With a hat tip to Phoenix landscape architect Steve Martino, who coined the phrase “weeds and walls” to describe his design style — planting native plants for toughness and building walls for structure — here are some of the beautiful weeds and walls at Austin’s own native-plant showcase, the Lady Bird Johnson Wildflower Center. I visited yesterday to see the early spring show, like gray globemallow (Sphaeralcea incana).
Native trees are at peak bloom all over town, and the Wildflower Center was colorful with Texas redbuds (Cercis canadensis var. texensis)…
…grape Kool-Aid-scented Texas mountain laurel (Sophora secundiflora)…
…and Mexican plum (Prunus mexicana).
The entry gardens are framed with fabulous stone walls that reference the architecture of Texas’s Spanish missions and German settler homesteads. This one contains a zigzagging sluice for recirculating water to spill into a pond.
Two red-eared slider turtles, including a baby turtle resting its head on the back of another’s shell, were basking on a rock, enjoying the warm spring sunshine.
Arched and linteled walls frame a long view to a window.
In the central plaza, a spiraling cistern tower (yes, it collects and stores rainwater) is the signature building of the Center. The cafe’s rooftop seating offers a place to enjoy the view, but you can also climb all the way to the top of the tower for sweeping views of the surrounding landscape.
This wall extends from the cafe and used to contain a dripping water feature in the stone window, which supplied a narrow trough of water below. I just noticed yesterday that the water feature is gone, and the trough is now filled with plants. I wonder what instigated the change?
Golden groundsel (Packera obovata) grows at the base of the tower — and was in bloom throughout the gardens.
In the children’s Little House garden, Carolina jessamine (Gelsemium sempervirens) swathed a coyote fence in fragrant yellow blossoms.
Limestone walls mark the entrance to the demonstration gardens, where a flowering Texas redbud arches toward the light.
Blazing orange California poppies (Eschscholzia californica) add hot color to a gray-green cactus bed.
At another pond near the butterfly garden, I stopped to admire this Roger Foster “ocular” sculpture, carved from native limestone. Foster’s sculptures are currently on display throughout the garden, but you may remember seeing one in Lee/The Grackle‘s garden too (click for my tour of Lee’s East Austin garden).
It’s been almost a year since the new family garden opened to the public, and I enjoyed seeing how the plants have grown. This silver-blue bed contains ‘Blue Ice’ Arizona cypress (Cuppressus arizonica var. glabra) and Wheeler’s sotol (Dasylirion wheeleri). Nice, but wouldn’t it be fun to see a smattering of California poppies in here to liven things up in spring? Or ground-covering winecup?

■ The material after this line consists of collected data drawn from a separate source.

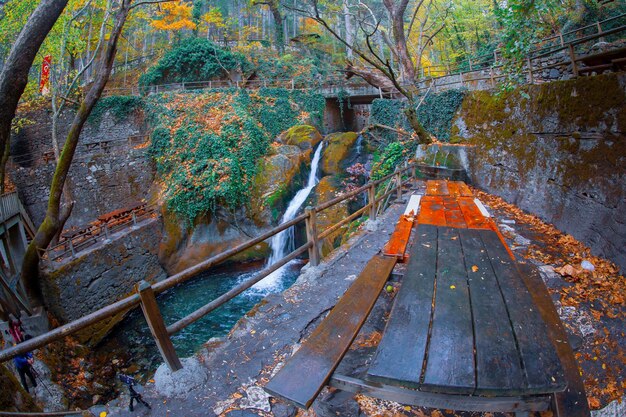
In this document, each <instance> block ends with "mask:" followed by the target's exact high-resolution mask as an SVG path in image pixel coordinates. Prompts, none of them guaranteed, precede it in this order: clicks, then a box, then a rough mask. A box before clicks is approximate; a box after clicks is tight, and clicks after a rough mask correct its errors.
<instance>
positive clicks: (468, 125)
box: [453, 74, 626, 271]
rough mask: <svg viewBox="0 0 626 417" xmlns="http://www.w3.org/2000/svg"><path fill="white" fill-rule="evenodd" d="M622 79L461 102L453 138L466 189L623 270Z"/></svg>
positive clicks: (577, 81) (537, 90)
mask: <svg viewBox="0 0 626 417" xmlns="http://www.w3.org/2000/svg"><path fill="white" fill-rule="evenodd" d="M624 132H626V75H624V74H607V75H601V76H595V77H582V78H579V79H575V80H569V81H558V82H553V83H549V84H543V85H537V86H530V87H526V88H523V89H522V90H521V91H515V92H512V93H509V94H506V95H504V96H501V97H496V96H495V95H493V94H490V93H488V92H484V91H480V92H479V91H475V92H472V93H470V94H468V96H467V97H466V98H465V101H464V102H463V105H462V108H461V110H460V112H459V114H458V115H457V117H456V119H455V121H454V126H453V135H454V136H456V137H458V138H462V139H465V140H468V141H469V142H470V143H471V144H472V145H475V146H474V147H473V148H472V149H471V152H469V153H468V165H469V166H468V168H469V172H470V176H471V179H472V181H473V183H474V184H475V185H476V186H478V187H479V188H483V189H485V190H486V191H488V192H490V193H493V194H497V195H500V196H501V197H503V198H504V199H505V200H507V201H508V202H510V203H514V204H516V205H517V206H519V207H521V208H522V209H524V210H526V211H529V212H531V213H533V214H536V215H538V216H539V217H541V218H542V219H543V220H544V221H547V222H549V223H552V224H554V225H555V226H556V227H557V228H559V229H560V230H562V231H563V232H566V233H569V234H571V235H573V236H574V237H575V238H576V239H578V240H580V241H582V242H584V243H585V244H587V245H588V246H590V247H591V249H592V251H593V252H594V254H596V255H600V256H604V257H606V258H608V259H611V260H612V261H614V262H615V263H616V264H618V265H619V266H620V267H621V269H622V271H624V270H626V246H625V245H624V242H626V221H625V220H624V213H626V135H625V134H624Z"/></svg>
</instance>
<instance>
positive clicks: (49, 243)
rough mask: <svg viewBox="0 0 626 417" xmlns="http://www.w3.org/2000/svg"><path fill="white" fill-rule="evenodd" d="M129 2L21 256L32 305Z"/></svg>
mask: <svg viewBox="0 0 626 417" xmlns="http://www.w3.org/2000/svg"><path fill="white" fill-rule="evenodd" d="M131 2H132V0H122V2H121V5H120V8H119V10H118V11H117V13H116V15H115V20H114V24H113V29H112V31H111V34H110V36H109V39H108V41H107V44H106V48H105V49H104V51H103V53H102V56H101V57H100V62H99V65H98V67H97V70H96V71H95V74H96V77H95V80H94V83H93V84H92V86H91V88H90V89H89V91H88V92H87V94H86V95H85V98H84V100H83V102H82V103H81V104H80V107H79V108H78V111H77V112H76V115H75V116H74V120H73V121H72V125H71V127H70V130H69V132H68V134H67V137H66V139H65V144H64V145H63V150H62V151H61V155H60V157H59V161H58V162H57V165H56V169H55V172H54V176H53V177H52V184H51V185H50V198H49V200H48V208H47V210H46V217H45V218H44V221H43V223H42V224H41V226H39V229H37V233H36V234H35V237H34V239H33V240H32V241H31V242H30V244H29V245H28V248H27V249H26V254H25V255H24V262H23V264H22V271H21V278H22V280H23V282H24V285H25V287H26V292H27V293H28V297H29V298H30V299H31V301H32V302H33V304H34V305H42V304H43V295H42V292H41V285H40V281H39V259H40V258H39V256H40V255H39V253H40V251H42V250H45V249H46V248H47V247H48V245H49V244H50V242H51V241H52V239H53V238H54V236H55V235H56V234H57V233H58V232H59V229H60V228H61V227H62V224H63V223H64V221H65V220H66V219H64V218H63V217H65V213H60V211H61V209H60V206H61V196H62V194H63V189H64V184H65V181H66V179H67V175H68V172H69V170H70V166H71V164H72V160H73V158H74V153H75V152H76V146H77V145H78V138H79V137H80V133H81V131H82V129H83V126H84V124H85V122H86V121H87V118H88V117H89V115H90V114H91V111H92V110H93V107H94V106H95V105H96V103H97V102H98V99H99V98H100V96H101V95H102V91H103V90H104V87H105V86H106V83H107V81H108V79H109V76H110V74H111V70H112V68H113V62H114V60H115V53H116V51H117V43H118V40H119V38H120V35H121V32H122V28H123V27H124V23H125V22H126V18H127V17H128V13H129V11H130V4H131ZM64 212H65V210H64Z"/></svg>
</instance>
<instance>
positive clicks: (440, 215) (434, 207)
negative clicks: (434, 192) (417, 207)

Walls of massive limestone blocks build up raised beds of sky-reaching yuccas and create “pictograph”-adorned tunnels and caves for children to explore.
Spanish bayonet (Yucca faxoniana), I think
Caves beckon youngsters to explore behind a waterfall.
Bronze sculptures of animals are placed throughout the family garden, including this one I hadn’t noticed before.
Water collection is an important feature at the Wildflower Center. I love these galvanized-steel cisterns — so handsome. A rain garden around it collects the overflow.
If you haven’t been to the Wildflower Center lately, or ever, it’s well worth a visit. In another few weeks, wildflowers will be at peak bloom, including bluebonnets, but the WC has a lot more going on than just wildflowers. It’ll teach you to love our native Texas “weeds.” And the walls aren’t bad either.